書の鑑賞や、学書の手本のためにつくられた名跡の複製本を法帖といい、なかでも多くの名跡を集めたものを集帖といいます。中国では宋代の『淳化閣帖』を始め多くの集帖がつくられ、日本に伝えられました。
 江戸時代、唐様書道が流行すると、日本でも和様の法帖だけではなく中国の名跡を刻した法帖がつくられるようになりました。日本で制作された集帖として、『岡寺版集帖』、『垂裕閣法帖』などが挙げられます。なかでも『岡寺版集帖』は、当時刻帖制作の第一人者であった韓天寿が関わったもので、版木が現存することでも貴重です。
 韓天寿は、三重県の岡寺山継松寺で、住職無倪とともに集帖制作に心血を注ぎ晩年を過ごしました。本展覧会では、継松寺に残る『岡寺版集帖』を中心に、それに先行する『酔晋斎法帖』を展示して韓天寿の業績を紹介します。
 現在は印刷技術が発達し、精巧な写真で多くの名跡を観られるようになったため、集帖を手本として臨書することは少なく、顧みられなくなったものもあります。しかし、容易に名跡を観ることができなかった江戸時代の書人がどのような法帖を観て書を鑑賞し学んだかを知る重要な資料といえるでしょう。
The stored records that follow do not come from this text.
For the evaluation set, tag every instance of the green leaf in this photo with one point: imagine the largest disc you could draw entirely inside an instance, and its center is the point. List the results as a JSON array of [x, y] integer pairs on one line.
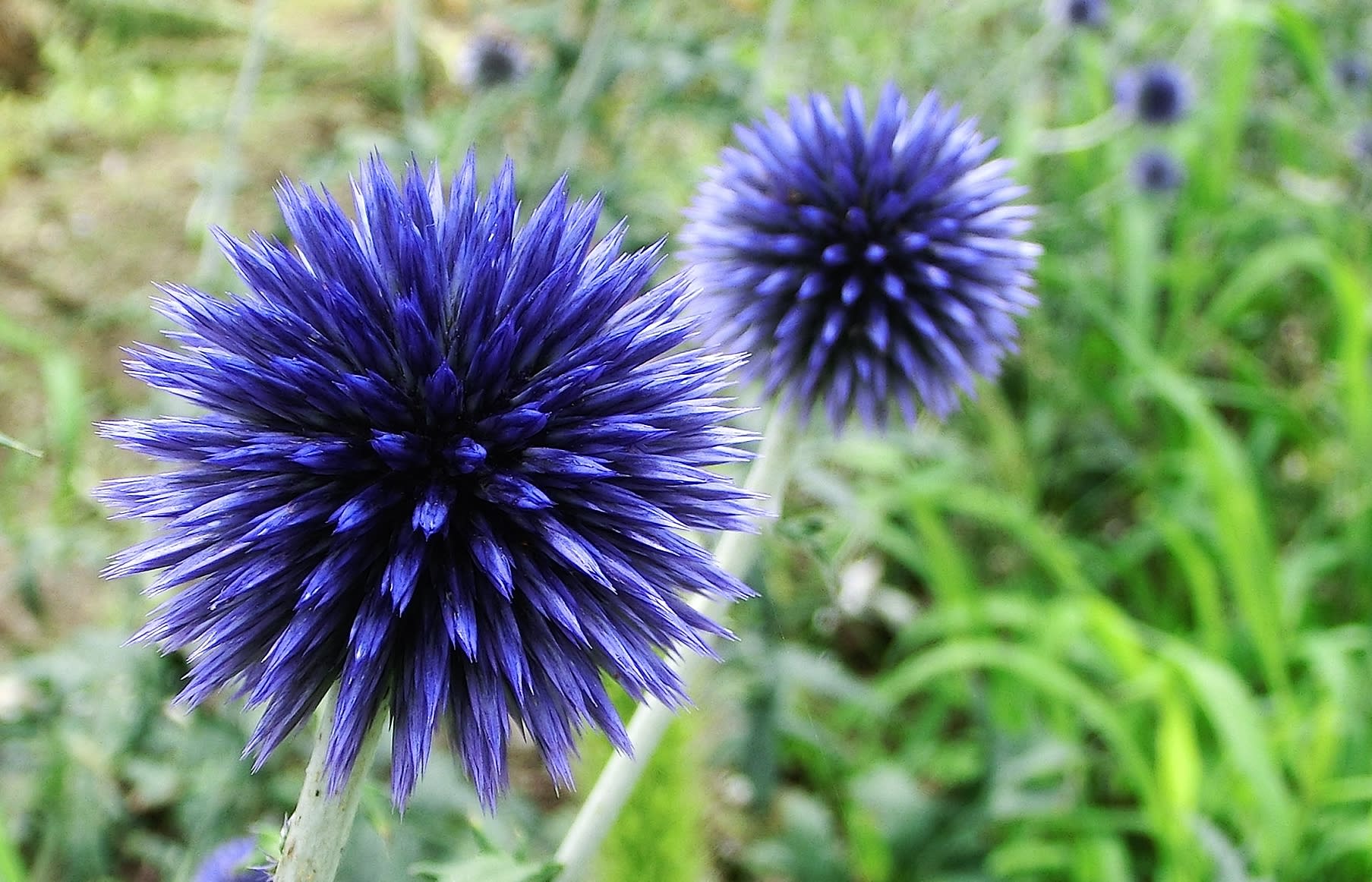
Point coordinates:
[[487, 868]]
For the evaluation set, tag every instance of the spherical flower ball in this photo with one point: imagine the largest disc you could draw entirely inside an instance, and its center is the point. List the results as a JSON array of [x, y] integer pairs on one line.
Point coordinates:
[[446, 464], [1156, 170], [1083, 13], [229, 863], [1156, 93], [490, 61], [1353, 73], [862, 263]]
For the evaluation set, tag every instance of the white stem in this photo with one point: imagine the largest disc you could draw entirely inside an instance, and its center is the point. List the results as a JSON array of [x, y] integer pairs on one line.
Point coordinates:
[[734, 554], [321, 824]]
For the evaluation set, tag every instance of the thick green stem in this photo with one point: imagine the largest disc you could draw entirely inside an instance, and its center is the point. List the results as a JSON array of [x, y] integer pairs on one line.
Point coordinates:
[[213, 203], [734, 554], [319, 829]]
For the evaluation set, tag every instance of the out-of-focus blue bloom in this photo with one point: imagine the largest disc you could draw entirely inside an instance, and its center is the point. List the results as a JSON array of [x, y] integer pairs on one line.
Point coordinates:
[[1084, 13], [863, 263], [490, 61], [1156, 95], [446, 467], [1353, 73], [228, 863], [1156, 170]]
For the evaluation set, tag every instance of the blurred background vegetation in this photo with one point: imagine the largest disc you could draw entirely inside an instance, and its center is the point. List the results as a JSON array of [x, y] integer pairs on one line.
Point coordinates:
[[1109, 623]]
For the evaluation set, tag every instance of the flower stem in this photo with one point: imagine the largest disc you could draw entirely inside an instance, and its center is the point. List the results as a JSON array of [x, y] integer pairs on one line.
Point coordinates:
[[319, 829], [734, 554]]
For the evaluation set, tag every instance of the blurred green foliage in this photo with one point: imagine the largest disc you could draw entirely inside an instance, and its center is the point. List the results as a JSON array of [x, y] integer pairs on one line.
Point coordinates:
[[1109, 623]]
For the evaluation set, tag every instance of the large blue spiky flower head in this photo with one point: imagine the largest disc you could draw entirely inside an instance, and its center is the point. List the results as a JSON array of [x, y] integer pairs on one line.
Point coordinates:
[[447, 462], [862, 263]]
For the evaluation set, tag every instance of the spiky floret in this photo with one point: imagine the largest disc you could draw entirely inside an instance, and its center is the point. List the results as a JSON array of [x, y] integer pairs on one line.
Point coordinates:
[[228, 863], [863, 263], [446, 465]]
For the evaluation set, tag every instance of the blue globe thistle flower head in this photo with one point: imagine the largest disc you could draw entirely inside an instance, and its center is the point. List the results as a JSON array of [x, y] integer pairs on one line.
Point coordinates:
[[1353, 73], [1156, 170], [863, 263], [1094, 14], [1156, 93], [229, 863], [447, 462], [490, 61]]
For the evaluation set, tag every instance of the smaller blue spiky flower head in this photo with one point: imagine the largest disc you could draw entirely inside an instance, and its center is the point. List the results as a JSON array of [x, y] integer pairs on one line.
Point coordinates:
[[1353, 73], [862, 263], [1156, 170], [447, 465], [229, 863], [491, 59], [1156, 93], [1084, 13]]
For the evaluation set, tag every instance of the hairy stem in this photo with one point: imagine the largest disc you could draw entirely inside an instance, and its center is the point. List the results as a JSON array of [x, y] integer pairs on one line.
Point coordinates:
[[617, 782], [319, 829]]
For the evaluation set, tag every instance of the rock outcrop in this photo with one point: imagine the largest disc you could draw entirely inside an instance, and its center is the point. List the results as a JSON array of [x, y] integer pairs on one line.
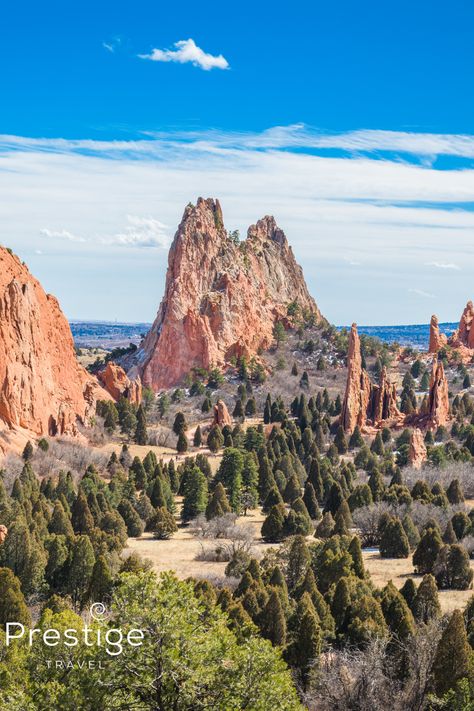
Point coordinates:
[[222, 298], [115, 380], [437, 340], [43, 389], [364, 402], [438, 401], [221, 415], [417, 453], [461, 341]]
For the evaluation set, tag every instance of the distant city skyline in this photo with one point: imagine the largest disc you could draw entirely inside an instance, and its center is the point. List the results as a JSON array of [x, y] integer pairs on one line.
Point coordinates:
[[352, 125]]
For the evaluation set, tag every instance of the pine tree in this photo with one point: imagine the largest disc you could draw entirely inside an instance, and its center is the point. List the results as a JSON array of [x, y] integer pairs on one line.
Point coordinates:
[[162, 524], [141, 434], [81, 517], [340, 440], [408, 590], [195, 494], [80, 571], [298, 563], [273, 526], [218, 503], [101, 581], [427, 551], [28, 452], [311, 502], [425, 605], [356, 439], [394, 542], [12, 603], [355, 549], [60, 522], [325, 527], [197, 439], [452, 659], [182, 443], [454, 492], [273, 623]]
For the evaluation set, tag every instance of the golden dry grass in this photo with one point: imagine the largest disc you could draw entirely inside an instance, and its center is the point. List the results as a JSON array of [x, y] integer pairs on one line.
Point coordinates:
[[399, 569]]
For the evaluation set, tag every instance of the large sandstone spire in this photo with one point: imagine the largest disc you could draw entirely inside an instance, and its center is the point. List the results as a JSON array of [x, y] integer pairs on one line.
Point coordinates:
[[221, 298], [365, 402], [43, 389]]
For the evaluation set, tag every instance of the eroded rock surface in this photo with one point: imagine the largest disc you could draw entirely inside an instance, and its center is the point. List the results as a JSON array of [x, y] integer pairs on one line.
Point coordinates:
[[222, 298]]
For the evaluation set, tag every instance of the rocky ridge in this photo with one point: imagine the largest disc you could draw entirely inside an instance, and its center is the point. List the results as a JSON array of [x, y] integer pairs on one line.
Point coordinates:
[[43, 389], [222, 298]]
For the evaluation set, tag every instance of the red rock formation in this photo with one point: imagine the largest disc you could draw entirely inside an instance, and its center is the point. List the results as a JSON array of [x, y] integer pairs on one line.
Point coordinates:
[[43, 389], [221, 415], [118, 384], [465, 333], [438, 401], [383, 402], [221, 299], [437, 340], [417, 453], [364, 402]]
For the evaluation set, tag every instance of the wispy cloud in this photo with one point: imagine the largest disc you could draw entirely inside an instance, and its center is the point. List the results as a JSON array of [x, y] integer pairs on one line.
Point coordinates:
[[61, 234], [443, 265], [391, 215], [420, 292], [187, 52], [141, 232]]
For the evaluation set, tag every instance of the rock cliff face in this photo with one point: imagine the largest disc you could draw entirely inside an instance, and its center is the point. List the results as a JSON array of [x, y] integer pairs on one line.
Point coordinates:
[[462, 340], [115, 380], [437, 339], [417, 453], [222, 298], [364, 402], [43, 389], [438, 404]]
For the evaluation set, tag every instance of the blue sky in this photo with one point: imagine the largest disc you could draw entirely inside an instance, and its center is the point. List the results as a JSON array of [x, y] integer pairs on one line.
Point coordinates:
[[351, 122]]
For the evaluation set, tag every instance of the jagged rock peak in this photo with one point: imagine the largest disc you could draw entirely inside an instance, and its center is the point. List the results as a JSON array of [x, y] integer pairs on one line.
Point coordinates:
[[364, 402], [43, 389], [222, 297]]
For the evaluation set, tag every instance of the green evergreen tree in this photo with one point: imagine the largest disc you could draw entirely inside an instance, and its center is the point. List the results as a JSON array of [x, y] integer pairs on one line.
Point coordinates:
[[12, 603], [425, 605], [273, 623], [141, 434], [394, 542], [195, 494], [218, 503], [453, 655]]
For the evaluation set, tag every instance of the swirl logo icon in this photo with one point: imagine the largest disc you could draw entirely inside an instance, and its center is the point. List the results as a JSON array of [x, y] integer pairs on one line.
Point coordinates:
[[98, 611]]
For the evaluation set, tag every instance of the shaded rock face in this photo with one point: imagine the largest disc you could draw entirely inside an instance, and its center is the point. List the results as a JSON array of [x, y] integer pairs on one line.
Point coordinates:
[[43, 389], [438, 401], [462, 340], [417, 453], [437, 339], [221, 298], [115, 380], [221, 415], [365, 403]]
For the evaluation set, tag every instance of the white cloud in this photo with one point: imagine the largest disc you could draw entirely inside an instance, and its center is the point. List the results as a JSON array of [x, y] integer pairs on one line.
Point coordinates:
[[187, 51], [420, 292], [391, 216], [443, 265], [61, 234], [142, 232]]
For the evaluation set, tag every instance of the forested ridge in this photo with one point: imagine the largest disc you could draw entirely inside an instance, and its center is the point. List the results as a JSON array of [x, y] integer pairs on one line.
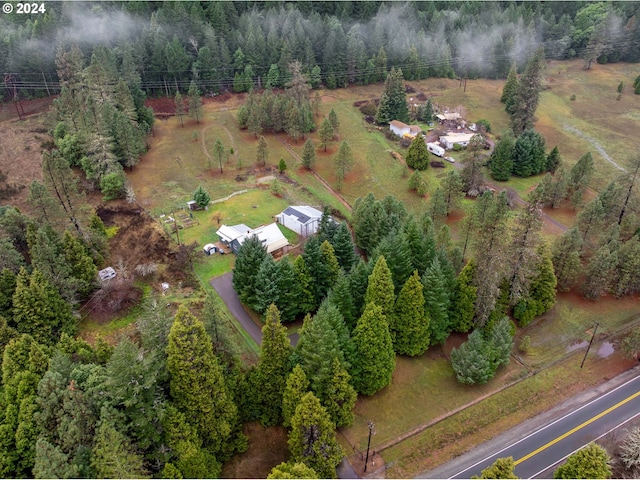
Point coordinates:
[[225, 45], [171, 400]]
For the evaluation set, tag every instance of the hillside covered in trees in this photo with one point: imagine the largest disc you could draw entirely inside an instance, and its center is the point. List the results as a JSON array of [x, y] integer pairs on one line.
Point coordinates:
[[233, 45]]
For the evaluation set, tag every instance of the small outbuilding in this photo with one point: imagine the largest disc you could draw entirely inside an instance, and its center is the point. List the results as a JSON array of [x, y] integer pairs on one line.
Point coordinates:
[[452, 138], [301, 219], [403, 130]]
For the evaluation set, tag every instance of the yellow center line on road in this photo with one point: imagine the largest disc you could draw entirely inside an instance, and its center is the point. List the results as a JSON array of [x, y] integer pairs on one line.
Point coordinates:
[[565, 435]]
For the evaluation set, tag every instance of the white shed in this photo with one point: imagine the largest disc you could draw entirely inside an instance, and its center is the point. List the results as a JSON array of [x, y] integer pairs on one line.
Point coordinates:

 韓天寿は私財をつぎ込み、大変な情熱をもって、当時手に入れることが叶う最上の中国の法帖(集帖)・碑拓本を収集し、法帖制作に生命をかけました。韓天寿が刻帖の基としたのは、どんなものだったのか。制作過程を丁寧に追い、その秘密に迫ります。日本の法帖、その基となった中国の法帖、さらに遡って原碑拓本を見比べて中国の名跡を味わい、奥深さを感じてください。